A response to the New Republic


(Referring to an article by Isaac Chotiner published May 29, 2013 and titled "If Chris Kyle Had Been a Muslim, We'd Call Him an Extremist.")

Editors:
I ordinarily do not respond to articles that have misconceptions about Chris Kyle or American Sniper. Doing so would be a full-time job. But in this case, as the person who wrote American Sniper and who knew Chris fairly well, I feel compelled to respond to the erroneous impressions conveyed by Isaac Chotiner in the article, "If Chris Kyle had been a Muslim, we'd call him an extremist."

In short, the claim that Chris Kyle was or could be compared to an extremist is absurd. It is especially galling that the quote chosen to illustrate this comes from an incident that demonstrates the exact opposite. It was said, in fact, on the one occasion Chris Kyle was accused of killing a civilian, or more precisely, a person not engaged in active warfare against an American or an Iraqi civilian. In fact, the investigation that followed cleared Kyle of the charge. And quite honestly, the contention that the Iraqi was carrying a Koran rather than a rifle in those circumstances was patently absurd.
Mr. Chotiner might just as easily have focused on another incident, also detailed in American Sniper, where Chris Kyle deliberately did not shoot a child retrieving an RPG later used against Americans. Was he an extremist in that instance? If so, on which side was he extreme?
The Chris Kyle presented in Mr. Chotiner's article is by necessity a small fraction of the man, so I suppose it is not surprising that it doesn't mention that Chris had Muslim friends. Perhaps that is irrelevant. What surely is relevant is this: Chris Kyle was ordered, by the American people, to protect Americans and Iraqis.

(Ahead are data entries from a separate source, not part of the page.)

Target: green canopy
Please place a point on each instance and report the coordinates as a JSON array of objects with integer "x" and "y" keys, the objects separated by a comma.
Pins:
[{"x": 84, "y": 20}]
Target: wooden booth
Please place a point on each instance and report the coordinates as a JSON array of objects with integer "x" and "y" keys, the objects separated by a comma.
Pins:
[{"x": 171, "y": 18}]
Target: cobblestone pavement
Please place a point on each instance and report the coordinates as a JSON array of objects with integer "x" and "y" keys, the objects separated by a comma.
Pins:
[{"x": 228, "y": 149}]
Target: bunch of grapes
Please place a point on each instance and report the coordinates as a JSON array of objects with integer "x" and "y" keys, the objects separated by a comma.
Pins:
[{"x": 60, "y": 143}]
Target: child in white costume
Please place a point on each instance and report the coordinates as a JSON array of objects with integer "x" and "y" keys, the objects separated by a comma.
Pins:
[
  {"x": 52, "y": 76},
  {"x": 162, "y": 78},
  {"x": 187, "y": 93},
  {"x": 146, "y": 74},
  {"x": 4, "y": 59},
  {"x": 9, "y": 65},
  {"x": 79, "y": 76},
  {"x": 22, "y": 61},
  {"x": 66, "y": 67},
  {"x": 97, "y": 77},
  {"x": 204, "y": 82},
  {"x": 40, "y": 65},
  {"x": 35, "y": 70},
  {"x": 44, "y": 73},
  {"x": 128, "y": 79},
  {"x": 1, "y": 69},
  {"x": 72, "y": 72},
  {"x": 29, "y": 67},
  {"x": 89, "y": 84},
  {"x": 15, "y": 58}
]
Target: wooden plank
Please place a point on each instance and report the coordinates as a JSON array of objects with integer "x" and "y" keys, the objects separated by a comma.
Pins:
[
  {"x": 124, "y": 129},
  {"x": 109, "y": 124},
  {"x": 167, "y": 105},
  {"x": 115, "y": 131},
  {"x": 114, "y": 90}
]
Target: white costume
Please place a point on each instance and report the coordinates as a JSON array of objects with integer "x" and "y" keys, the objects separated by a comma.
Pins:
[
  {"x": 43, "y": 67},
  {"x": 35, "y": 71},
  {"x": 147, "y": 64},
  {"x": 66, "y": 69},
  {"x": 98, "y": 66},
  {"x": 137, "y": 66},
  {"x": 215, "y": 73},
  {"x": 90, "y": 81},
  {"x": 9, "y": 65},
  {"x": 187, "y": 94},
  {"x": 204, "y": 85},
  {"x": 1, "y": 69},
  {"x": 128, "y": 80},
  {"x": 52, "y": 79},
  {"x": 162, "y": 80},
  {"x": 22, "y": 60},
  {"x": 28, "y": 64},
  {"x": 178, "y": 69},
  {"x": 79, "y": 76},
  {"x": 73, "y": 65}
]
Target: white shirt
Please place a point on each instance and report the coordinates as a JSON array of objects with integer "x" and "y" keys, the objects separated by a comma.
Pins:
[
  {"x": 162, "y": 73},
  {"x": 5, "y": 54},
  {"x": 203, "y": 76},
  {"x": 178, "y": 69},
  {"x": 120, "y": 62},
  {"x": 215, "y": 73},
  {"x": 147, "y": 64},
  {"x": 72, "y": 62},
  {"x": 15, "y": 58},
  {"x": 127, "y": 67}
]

He did that job professionally, lawfully, and without regard to his personal beliefs -- as the whole of American Sniper makes clear. If that is the definition of extremism, then any soldier who does his job well is an extremist. In fact, the definition would apply equally to a policeman, or anyone - even, one supposes, a journalist.
I can't comment on Nicholas Schmidt's long-form article, as I have not read it, though I was interviewed for it. But I find that many people tend to come to American Sniper, and Chris, with their own preconceived notions of things, using both the book and the person as an excuse to expound those notions. Many people tend to misinterpret the "number" of kills credited to Chris as unique in the annals of warfare, as if no man before him killed so many on the battlefield. On the contrary, throughout history, many individuals - most recently bomber crews, artillerymen, machine gunners - have in fact killed many more people. What was unique in the Iraq war was the use of technology and trained individuals to make selective kills on enemy combatants in an urban environment, rather than obliterating whole city blocks indiscriminately. Chris Kyle's "number" actually reflects a concerted effort to minimize civilians casualties and collateral damage. I have a hard time fitting that into any definition of extremism, whether it pertains to an individual or a society.
So yes, the value of Chris Kyle's story - the WHOLE story, not what was presented here - IS that we look in the mirror as a society . . . even if what we see is not at all what Mr. Chotiner thinks we should see.